Er setzt sich dafür ein, daß das vom Paveser Subdiacon Hieronimus
zur Abwehr der Ungarngefahr auf eigenem Grund und Boden im comitatu
Ticinensis in villa Figaria erbaute Kastell in königlichen Scjutz
aufgenommen wird, was dfann auch geschieht. Daß Wifred II. Einfluß
auf die Geschicke Oberitaliens gewann, ist durch wenige Notizen schon ersichtlich.

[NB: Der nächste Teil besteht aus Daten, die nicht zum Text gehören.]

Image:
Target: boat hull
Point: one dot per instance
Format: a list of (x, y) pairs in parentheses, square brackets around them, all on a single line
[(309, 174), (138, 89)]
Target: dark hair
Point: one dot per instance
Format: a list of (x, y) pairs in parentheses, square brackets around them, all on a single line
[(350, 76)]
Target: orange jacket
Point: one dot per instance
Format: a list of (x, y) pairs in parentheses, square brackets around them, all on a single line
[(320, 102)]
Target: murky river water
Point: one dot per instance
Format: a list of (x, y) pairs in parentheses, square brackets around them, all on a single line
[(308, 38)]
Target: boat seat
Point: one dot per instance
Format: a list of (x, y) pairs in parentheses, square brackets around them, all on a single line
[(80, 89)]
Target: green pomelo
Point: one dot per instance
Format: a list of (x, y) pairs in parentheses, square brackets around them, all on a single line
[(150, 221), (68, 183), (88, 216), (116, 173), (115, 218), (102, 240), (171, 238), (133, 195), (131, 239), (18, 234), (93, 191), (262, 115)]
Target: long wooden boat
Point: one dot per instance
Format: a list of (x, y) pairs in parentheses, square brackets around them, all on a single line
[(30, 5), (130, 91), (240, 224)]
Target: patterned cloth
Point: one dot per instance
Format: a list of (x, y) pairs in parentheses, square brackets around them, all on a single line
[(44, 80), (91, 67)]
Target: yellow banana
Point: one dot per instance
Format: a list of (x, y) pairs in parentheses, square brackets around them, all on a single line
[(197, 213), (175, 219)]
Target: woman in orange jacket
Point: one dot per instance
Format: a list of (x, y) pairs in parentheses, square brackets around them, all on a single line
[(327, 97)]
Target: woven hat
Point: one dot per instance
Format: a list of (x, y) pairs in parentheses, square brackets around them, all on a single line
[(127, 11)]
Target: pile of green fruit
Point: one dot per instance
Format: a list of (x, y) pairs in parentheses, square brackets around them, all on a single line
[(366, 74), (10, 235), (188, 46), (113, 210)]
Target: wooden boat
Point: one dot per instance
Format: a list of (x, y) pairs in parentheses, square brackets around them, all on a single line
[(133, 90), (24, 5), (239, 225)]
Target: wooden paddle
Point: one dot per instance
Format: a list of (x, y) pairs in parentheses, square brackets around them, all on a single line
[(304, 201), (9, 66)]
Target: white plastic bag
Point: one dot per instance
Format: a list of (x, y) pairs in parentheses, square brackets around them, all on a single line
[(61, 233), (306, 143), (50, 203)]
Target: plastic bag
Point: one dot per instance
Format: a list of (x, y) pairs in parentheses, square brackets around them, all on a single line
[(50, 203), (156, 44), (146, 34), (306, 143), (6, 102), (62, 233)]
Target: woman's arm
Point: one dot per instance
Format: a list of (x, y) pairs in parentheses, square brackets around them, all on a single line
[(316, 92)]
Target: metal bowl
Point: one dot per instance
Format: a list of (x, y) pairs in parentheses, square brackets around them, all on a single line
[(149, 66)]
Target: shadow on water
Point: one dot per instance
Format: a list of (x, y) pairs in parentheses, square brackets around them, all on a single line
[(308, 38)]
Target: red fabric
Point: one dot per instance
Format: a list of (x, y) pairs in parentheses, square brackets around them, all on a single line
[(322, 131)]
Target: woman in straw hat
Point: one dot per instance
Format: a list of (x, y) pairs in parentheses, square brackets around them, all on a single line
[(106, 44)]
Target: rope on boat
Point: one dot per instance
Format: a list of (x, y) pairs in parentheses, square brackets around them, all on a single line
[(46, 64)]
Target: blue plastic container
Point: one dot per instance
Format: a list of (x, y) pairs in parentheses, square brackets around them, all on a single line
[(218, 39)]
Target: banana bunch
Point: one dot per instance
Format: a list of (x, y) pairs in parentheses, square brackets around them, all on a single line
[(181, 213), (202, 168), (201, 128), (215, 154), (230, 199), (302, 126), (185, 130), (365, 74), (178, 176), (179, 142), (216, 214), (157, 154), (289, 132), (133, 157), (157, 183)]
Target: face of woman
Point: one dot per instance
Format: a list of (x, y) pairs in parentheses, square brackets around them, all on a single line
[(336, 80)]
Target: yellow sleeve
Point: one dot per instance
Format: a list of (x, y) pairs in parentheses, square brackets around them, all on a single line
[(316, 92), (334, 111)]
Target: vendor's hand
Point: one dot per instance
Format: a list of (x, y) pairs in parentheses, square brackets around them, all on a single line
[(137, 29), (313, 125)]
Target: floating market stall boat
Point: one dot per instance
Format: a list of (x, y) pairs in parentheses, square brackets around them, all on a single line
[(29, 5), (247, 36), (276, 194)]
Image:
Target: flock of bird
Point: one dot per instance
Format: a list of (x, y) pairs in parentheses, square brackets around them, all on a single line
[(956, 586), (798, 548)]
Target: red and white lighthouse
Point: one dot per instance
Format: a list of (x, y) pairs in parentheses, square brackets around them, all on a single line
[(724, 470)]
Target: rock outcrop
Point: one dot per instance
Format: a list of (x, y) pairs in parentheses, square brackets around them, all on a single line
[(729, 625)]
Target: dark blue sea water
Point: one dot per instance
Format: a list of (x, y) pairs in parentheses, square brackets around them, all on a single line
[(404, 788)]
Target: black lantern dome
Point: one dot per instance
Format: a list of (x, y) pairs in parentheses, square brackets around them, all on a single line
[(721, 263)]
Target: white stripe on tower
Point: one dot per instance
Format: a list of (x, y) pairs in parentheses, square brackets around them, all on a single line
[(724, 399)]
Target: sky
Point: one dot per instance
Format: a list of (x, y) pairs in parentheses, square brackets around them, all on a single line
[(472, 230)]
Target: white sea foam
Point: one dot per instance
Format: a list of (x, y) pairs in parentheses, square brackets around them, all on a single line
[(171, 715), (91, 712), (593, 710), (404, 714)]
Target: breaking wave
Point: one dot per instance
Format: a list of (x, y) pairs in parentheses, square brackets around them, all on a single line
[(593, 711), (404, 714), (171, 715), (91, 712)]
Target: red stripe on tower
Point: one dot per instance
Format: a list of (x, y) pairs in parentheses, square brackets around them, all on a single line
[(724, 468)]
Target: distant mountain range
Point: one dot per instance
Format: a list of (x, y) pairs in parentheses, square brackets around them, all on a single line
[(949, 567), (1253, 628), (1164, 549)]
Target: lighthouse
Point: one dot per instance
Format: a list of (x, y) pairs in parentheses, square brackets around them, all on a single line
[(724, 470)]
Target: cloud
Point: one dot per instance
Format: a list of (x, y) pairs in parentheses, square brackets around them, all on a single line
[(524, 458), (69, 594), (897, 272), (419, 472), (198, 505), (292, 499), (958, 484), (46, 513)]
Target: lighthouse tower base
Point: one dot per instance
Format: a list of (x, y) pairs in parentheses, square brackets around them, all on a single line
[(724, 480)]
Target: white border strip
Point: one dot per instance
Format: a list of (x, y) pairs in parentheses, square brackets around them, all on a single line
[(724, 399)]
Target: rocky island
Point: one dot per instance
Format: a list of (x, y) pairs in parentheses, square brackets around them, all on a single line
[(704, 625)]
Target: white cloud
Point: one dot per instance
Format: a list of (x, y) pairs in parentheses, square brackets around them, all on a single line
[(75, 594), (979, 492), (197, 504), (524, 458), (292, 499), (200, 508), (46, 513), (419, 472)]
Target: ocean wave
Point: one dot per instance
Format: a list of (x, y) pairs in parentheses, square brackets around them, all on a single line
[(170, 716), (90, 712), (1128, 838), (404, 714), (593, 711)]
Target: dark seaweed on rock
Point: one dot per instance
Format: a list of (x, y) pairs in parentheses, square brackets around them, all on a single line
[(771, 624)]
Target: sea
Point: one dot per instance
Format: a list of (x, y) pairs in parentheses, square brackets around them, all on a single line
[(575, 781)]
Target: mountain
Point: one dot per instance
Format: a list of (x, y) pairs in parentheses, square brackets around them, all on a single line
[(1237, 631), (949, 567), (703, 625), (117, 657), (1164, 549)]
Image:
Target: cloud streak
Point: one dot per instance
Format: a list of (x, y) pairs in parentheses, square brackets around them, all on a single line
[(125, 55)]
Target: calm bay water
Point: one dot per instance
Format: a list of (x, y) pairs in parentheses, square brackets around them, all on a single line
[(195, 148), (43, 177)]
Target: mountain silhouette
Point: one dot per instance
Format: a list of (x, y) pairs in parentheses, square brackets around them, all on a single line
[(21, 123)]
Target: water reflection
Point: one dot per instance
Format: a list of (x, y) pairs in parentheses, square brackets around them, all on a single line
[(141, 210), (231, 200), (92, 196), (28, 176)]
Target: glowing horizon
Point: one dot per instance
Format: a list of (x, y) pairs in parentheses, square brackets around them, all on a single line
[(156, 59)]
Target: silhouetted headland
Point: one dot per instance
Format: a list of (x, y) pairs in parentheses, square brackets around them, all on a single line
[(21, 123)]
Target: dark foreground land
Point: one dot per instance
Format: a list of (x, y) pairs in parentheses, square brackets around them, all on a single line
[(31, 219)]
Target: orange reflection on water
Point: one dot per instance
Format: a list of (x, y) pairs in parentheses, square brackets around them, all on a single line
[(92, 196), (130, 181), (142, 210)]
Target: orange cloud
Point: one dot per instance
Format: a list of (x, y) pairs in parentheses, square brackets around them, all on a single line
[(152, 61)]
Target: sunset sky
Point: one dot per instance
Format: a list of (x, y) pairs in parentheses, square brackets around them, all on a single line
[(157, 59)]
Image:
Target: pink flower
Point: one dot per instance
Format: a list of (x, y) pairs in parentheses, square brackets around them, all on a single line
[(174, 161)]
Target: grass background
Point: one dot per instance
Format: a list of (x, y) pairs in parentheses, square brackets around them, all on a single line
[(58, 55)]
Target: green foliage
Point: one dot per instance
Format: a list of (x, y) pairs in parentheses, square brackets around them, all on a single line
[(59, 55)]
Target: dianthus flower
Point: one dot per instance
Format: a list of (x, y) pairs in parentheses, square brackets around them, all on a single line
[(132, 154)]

Nicht klar allerdings, ob sein Einfluß bei BERENGAR
auch über den Giftmord an seiner Schwester
Bertilla (912-915) durch ihren Gemahl, den König, hinweg
andauerte, oder ob der Ehebruch Bertillas
und dessen harte Bestrafung auch einschneidende Folgen für ihre Verwandtschaft
brachte. Die weiteren Nachrichten über Wifred geben darüber
keinen klaren Aufschluß. - Zwei Königsdiplome für das Kapitel
von Parma, eine Urkunde Kaiser BERENGARS vom
19. Februar 921 und eine Urkunde König
Rudolfs II. vom 8. Dezember 922, nennen ihn noch als Wohltäter
der Kirche von Parma; mit seiner Mutter Berta, der Witwe des Grafen
Suppo II., hatte er dem Parmenser Domkapitel verschiedenr Besitzungen
übertragen, und dieser wurden von den beiden Herrschern den Parmenser
Klerikern neu bestätigt. Auch hatte er mit seiner Mutter und den schon
genannten Brüdern sowie dem clericus und späteren Bischof
von Brescia, Arding, einem weiteren Bruder, einen Hörigen
freigelassen, wie eine Urkunde seines Verwandten Suppo IV. vom Januar
925 besagt.
Als Sohn Suppos II. und Glied der SUPPONIDEN-Familie
ist Wifred der Rechtstellung und dem herkommen nach Franke.